Amid Faljaoui

La fin du temps de travail

Hier, on vous payait pour votre temps. Demain, on vous paiera pour votre jugement. L’intelligence artificielle redéfinit la valeur du travail, et ce n’est pas une bonne nouvelle pour tout le monde.

J’ai lu cette semaine une phrase de l’entrepeneur Oussama Ammar sur LinkedIn. Elle m’a vraiment marqué. Il écrivait : “Le télétravail a détruit la géographie du travail, et l’intelligence artificielle est en train d’en détruire la temporalité.” Et quand on y réfléchit, c’est profondément vrai. Commençons par la première partie de sa phrase : le télétravail a détruit la géographie du travail.

Avant, travailler voulait dire aller quelque part. On se rendait dans un bureau, on partageait un espace, on croisait des collègues, on vivait le travail dans un lieu physique. Puis le Covid est passé par là, et avec lui, Zoom, Teams et toutes les plateformes collaboratives. Résultat : le travail s’est délocalisé. Il n’est plus ancré dans un endroit, il s’est dispersé.

La géographie du travail, c’est-à-dire la frontière entre le lieu où l’on vit et celui où l’on travaille, a disparu. Mais il est vrai qu’on restait encore dans le même temps : on se connectait à neuf heures, et on finissait vers dix-sept heures. Bref, le rythme collectif demeurait.

Et c’est là qu’intervient la deuxième partie de la phrase d’Oussama Ammar: l’intelligence artificielle est en train de détruire la temporalité du travail. Car avec l’IA, même le temps devient élastique. Avant, le contrat entre un salarié et son entreprise était simple : “tu donnes ton temps, on te paie pour ça”. Aujourd’hui, ce modèle se fissure. La machine (IA) exécute les tâches, souvent mieux et toujours plus vite. Notre rôle à nous, ce n’est plus d’exécuter, mais d’arbitrer.

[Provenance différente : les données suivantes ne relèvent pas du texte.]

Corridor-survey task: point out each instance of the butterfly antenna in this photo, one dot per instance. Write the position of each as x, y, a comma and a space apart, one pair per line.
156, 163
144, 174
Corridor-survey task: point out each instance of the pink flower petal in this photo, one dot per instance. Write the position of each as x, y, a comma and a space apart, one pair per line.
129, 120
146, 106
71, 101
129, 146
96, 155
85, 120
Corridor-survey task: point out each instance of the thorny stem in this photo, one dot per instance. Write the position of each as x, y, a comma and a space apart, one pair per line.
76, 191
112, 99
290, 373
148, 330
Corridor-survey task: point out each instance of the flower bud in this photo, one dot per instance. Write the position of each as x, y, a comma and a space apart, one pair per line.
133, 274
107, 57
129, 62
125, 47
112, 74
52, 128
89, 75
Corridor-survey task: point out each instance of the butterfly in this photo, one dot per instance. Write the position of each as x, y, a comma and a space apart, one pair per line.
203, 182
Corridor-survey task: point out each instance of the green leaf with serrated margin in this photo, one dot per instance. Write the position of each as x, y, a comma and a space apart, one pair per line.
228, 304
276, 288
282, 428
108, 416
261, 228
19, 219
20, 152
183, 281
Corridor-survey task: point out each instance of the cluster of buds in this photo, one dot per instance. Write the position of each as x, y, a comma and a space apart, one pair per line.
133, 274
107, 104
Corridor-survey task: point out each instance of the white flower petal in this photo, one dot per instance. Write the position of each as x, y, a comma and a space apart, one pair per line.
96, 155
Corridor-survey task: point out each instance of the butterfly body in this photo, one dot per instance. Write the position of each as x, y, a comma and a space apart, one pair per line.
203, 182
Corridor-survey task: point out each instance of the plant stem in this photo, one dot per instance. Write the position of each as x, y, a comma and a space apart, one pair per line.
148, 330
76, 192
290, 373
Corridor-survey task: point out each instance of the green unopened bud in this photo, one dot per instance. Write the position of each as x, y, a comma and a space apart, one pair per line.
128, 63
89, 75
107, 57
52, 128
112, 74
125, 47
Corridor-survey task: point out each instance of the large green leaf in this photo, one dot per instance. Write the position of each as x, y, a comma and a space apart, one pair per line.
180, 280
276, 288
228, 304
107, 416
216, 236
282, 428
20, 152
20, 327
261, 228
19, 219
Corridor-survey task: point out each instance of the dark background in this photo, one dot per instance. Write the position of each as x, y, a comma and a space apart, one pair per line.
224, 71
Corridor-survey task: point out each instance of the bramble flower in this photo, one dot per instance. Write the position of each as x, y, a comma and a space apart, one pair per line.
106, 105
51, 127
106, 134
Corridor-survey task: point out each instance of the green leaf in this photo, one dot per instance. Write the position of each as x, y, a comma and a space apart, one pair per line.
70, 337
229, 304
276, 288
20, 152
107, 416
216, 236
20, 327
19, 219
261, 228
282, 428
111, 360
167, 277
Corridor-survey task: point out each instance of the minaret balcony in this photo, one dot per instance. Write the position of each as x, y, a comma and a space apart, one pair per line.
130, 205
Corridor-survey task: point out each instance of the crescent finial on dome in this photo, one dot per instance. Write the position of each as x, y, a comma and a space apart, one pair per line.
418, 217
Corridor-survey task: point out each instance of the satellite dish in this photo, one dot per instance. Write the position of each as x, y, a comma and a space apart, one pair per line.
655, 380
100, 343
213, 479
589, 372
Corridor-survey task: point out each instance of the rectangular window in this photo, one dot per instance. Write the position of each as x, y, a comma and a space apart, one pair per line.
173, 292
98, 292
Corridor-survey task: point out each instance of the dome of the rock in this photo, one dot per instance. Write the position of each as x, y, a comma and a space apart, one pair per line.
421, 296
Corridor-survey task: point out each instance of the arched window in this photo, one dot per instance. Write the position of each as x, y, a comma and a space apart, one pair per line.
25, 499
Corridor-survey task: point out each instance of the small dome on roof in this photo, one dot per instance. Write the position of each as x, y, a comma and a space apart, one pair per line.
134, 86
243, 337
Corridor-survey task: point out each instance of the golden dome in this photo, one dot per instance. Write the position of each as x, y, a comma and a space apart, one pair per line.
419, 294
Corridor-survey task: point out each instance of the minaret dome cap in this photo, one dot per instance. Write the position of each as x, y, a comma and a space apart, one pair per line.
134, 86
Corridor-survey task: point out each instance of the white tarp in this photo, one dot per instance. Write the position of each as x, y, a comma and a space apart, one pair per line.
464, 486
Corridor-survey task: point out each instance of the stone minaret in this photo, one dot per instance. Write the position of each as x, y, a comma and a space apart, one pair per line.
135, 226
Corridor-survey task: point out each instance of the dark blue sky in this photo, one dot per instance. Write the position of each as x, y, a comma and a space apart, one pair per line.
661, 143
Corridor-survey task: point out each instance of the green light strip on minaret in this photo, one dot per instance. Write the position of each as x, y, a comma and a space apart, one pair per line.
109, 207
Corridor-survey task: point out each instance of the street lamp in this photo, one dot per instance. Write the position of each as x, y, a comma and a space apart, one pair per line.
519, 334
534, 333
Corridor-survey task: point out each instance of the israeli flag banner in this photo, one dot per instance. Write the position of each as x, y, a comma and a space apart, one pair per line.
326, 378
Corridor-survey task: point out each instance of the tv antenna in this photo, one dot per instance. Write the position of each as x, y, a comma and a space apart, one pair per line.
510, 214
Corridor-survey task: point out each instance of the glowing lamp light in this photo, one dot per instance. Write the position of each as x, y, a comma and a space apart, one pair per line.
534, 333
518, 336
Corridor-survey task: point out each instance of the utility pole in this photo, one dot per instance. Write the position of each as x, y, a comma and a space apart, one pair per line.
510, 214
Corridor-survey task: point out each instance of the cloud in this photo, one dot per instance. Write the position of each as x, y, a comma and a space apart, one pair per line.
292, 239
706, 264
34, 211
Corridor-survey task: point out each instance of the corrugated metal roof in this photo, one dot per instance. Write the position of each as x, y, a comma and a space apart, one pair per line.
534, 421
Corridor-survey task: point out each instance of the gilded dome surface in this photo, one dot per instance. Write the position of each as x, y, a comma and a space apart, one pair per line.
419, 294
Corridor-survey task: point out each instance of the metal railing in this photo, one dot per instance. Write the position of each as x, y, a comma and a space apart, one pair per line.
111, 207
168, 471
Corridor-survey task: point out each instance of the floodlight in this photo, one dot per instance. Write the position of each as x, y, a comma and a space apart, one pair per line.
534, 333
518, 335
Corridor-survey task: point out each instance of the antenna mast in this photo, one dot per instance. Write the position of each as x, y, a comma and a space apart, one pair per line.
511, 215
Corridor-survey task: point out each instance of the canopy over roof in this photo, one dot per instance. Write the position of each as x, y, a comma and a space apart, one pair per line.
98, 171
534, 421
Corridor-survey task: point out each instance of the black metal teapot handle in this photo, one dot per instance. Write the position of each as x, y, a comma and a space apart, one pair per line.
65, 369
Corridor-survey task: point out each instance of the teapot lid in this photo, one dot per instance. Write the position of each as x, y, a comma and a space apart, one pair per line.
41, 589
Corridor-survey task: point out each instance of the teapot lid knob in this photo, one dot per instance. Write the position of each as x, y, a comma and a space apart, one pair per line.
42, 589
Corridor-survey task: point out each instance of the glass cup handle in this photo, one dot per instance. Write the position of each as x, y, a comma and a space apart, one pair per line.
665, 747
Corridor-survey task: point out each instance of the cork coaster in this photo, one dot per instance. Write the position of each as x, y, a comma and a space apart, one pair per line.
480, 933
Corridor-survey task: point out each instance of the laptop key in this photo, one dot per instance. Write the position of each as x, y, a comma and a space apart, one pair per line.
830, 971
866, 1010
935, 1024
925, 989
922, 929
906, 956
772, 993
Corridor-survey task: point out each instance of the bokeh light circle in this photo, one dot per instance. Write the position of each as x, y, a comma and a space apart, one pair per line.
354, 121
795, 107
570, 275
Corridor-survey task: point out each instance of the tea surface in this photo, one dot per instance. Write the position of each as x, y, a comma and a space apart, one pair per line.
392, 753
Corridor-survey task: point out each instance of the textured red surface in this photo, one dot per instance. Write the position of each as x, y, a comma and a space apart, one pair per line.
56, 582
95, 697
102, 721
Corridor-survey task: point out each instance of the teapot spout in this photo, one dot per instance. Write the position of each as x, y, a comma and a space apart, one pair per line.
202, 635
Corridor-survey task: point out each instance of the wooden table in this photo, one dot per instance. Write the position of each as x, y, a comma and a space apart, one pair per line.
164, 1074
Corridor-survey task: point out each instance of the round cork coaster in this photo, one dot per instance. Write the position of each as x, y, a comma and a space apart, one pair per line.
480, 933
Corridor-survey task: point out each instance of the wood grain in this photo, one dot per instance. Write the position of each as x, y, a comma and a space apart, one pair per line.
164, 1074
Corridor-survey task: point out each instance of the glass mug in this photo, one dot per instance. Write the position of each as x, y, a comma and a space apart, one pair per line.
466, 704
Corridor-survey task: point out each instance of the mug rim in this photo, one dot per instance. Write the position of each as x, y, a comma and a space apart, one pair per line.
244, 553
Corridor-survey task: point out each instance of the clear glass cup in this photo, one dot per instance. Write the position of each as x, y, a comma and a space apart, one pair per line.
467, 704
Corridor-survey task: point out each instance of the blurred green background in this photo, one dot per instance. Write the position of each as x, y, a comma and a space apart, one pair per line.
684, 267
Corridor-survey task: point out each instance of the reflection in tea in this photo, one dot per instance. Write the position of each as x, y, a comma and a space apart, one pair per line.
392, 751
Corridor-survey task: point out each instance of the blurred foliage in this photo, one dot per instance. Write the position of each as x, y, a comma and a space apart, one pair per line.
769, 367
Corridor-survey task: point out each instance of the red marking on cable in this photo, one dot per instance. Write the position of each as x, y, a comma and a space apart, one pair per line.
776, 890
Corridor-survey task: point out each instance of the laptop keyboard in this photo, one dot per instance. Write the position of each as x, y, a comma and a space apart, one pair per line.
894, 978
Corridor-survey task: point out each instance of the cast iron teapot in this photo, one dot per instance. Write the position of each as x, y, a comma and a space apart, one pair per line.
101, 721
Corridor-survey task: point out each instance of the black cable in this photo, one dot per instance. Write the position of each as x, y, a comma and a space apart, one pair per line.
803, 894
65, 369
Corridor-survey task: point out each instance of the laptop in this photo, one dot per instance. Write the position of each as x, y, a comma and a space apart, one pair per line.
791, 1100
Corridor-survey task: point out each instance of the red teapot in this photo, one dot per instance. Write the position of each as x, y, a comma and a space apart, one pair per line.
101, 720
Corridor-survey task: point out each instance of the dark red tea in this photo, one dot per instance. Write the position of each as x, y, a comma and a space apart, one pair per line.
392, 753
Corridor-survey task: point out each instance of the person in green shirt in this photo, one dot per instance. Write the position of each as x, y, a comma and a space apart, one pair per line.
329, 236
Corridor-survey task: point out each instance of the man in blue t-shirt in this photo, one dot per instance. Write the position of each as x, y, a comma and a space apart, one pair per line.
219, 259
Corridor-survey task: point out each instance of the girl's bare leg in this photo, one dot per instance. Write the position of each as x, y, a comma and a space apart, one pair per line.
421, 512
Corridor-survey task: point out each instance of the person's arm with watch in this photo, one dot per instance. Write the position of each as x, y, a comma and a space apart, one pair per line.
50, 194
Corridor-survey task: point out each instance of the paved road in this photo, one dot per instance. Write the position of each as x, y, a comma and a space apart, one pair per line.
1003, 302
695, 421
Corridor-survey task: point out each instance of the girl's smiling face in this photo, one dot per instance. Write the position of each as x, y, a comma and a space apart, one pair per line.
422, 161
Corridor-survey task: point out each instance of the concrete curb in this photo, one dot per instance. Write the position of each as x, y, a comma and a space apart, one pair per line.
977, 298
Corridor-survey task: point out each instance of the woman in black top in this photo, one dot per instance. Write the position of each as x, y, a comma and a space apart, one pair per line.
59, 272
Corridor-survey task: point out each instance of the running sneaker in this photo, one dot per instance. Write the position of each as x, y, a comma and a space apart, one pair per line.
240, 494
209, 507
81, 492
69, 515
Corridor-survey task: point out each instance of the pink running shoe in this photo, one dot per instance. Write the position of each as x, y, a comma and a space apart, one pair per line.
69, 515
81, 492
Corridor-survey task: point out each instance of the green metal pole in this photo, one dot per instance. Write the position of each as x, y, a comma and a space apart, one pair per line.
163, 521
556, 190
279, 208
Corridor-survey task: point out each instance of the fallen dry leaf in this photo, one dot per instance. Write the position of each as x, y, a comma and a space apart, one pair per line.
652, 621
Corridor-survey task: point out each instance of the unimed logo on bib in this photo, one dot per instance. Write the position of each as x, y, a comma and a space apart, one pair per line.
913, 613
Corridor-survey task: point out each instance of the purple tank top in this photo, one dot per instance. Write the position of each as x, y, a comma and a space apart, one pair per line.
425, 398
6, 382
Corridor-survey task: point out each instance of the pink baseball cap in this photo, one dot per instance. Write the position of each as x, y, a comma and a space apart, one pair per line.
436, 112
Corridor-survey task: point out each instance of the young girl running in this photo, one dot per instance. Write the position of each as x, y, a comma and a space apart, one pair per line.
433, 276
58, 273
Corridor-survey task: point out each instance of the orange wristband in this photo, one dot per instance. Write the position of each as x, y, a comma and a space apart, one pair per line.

Hier le capitalisme exploitait le temps humain. Demain, il exploitera la rareté du jugement humain.

L’IA rédige, code, compile, résume ; et l’humain vient ensuite pour juger, corriger, valider. Et donc, notre travail ne se mesure plus en heures, mais en pertinence. Ce n’est plus le temps passé qui crée la valeur, c’est le jugement porté sur ce que la machine produit. Et ce changement, c’est un séisme silencieux. La raison ? Parce qu’il remet en cause jusqu’à l’idée même de contrat de travail. Si la valeur ne vient plus de la durée, mais du discernement, alors comment la rémunérer ? Notre bon vieux CDI repose sur la promesse du temps long : “tu es payé pour ta présence et ta constance”.

Mais si la richesse se crée désormais en éclairs de lucidité, en micro-décisions à forte valeur ajoutée, cette logique devient obsolète. Les entreprises ne paieront plus les heures qu’on passe au bureau ou chez nous, mais les résultats qu’on obtient rapidement. Autrement dit, elles ne récompenseront plus le temps, mais la qualité des décisions et la rapidité avec laquelle elles produisent des effets concrets. Et cela rebat complètement les cartes.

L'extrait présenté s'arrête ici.